Music that sounds amazing when you're tripping - a good subject.

You'd expect anything to sound amazing when you're tripping but in fact I've found it sharpens my sense of taste.

One of my best times this year was tripping on acid in Peckham listening to Craner's second top 100 and ranting about jungle and hardcore to him and luka.
 

craner

Beast of Burden
I was listening to 'A Huge Ever Growing Pulsating Brain That Rules from the Centre of the Ultraworld'

A piece of music I love with a title I hate.
 

WashYourHands

Cat Malogen
There are certain tracks on 85-92 that I find timeless (Ageispolis)
A personal favourite, the ultimate comedown track when there were fish swimming in the air at home, post chemical marathons. Even now, it’s a grounding composition. I try not overplay it due to tune fatigue, but when myself and some mates got home tripping in the summer after a night with the owl gods in the woods, that was the first piece I put on. 10mins later they had a Kenny Ken mix on. Give/take.
 

craner

Beast of Burden
The thing about that Orb track is they title it to fit in with all the outer space shit, but actually it's a beautiful meditation on time and death. You know this because of the ominous, haunting drone that looms underneath Minnie Riperton, locating the reality of loss that hovers around the edges of every syllable of 'Loving You'
 

craner

Beast of Burden
Feel the same about aphex. Branded as headfuck futuristic guy but I mostly go to him for the stunning melodies and the beauty does put me in an appreciative state, for the basic eternal things nature, family, love, the passing of time

I wrote something nice about this. I'll find it.
 

craner

Beast of Burden
OK, onto Aphex.

This is one of those ones that shows you what he’s capable of when he’s not just trying to be a twat, which he usually is.

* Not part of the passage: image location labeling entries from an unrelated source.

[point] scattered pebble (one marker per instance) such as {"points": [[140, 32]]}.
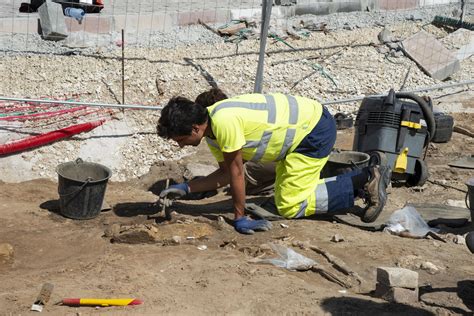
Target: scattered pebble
{"points": [[176, 239], [429, 267], [337, 238]]}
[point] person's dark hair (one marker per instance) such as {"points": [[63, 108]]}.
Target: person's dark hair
{"points": [[210, 97], [179, 116]]}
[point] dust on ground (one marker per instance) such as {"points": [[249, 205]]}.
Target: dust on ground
{"points": [[173, 276]]}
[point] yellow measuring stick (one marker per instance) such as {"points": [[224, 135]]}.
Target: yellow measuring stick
{"points": [[101, 301]]}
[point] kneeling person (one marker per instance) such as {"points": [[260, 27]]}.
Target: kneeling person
{"points": [[295, 132]]}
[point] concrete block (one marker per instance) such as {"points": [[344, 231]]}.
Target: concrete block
{"points": [[52, 21], [397, 277], [198, 170], [462, 42], [435, 59], [396, 294]]}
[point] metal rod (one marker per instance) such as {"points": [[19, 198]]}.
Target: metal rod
{"points": [[462, 83], [266, 13], [105, 105], [157, 108], [123, 67]]}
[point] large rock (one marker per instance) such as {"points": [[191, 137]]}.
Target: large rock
{"points": [[396, 294], [397, 277]]}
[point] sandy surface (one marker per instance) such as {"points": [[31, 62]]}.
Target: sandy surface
{"points": [[181, 279]]}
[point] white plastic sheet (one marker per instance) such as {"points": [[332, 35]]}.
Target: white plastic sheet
{"points": [[409, 220], [288, 259]]}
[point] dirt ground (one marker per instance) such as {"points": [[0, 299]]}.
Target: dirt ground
{"points": [[176, 277]]}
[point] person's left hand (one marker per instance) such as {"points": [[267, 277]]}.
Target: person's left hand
{"points": [[173, 192], [245, 225]]}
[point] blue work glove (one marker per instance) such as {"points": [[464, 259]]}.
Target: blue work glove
{"points": [[245, 225], [173, 192]]}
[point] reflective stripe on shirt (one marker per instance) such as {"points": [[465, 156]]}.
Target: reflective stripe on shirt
{"points": [[270, 107]]}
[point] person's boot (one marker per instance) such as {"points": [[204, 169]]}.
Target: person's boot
{"points": [[376, 192]]}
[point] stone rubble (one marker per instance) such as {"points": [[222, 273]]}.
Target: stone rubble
{"points": [[183, 62]]}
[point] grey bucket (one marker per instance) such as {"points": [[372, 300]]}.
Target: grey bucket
{"points": [[470, 197], [81, 188], [344, 161]]}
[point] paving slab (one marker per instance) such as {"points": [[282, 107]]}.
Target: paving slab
{"points": [[430, 54]]}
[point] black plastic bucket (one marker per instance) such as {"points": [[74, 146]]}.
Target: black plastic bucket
{"points": [[344, 161], [81, 188]]}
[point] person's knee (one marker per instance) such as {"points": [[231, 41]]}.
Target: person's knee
{"points": [[287, 211]]}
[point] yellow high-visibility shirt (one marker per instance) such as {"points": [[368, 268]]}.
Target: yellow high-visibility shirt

This track has been sifting through my nerves and heart valves since 1995. Apart from being a delicious sonic object it is also a beautiful piece of music: something that zeroes in on the soul, articulates shards and shades of feeling you were only otherwise dimly aware of. The tone is hard to define: it is melancholy, triumphant, a love song, an elegy; you can be in a different place at a different time and this piece of music somehow finds a way to reflect or transform the moment. He’s a riddle, because maybe he just has a good ear, but, surely, to make music like this you must have some rarefied poetic sensibility, some depth of feeling and width of vision. Perhaps he’s just English: if he has it there somewhere, it has to be deflected, downgraded, treated like an accident, something meaningless. Don’t show your emotions, lads!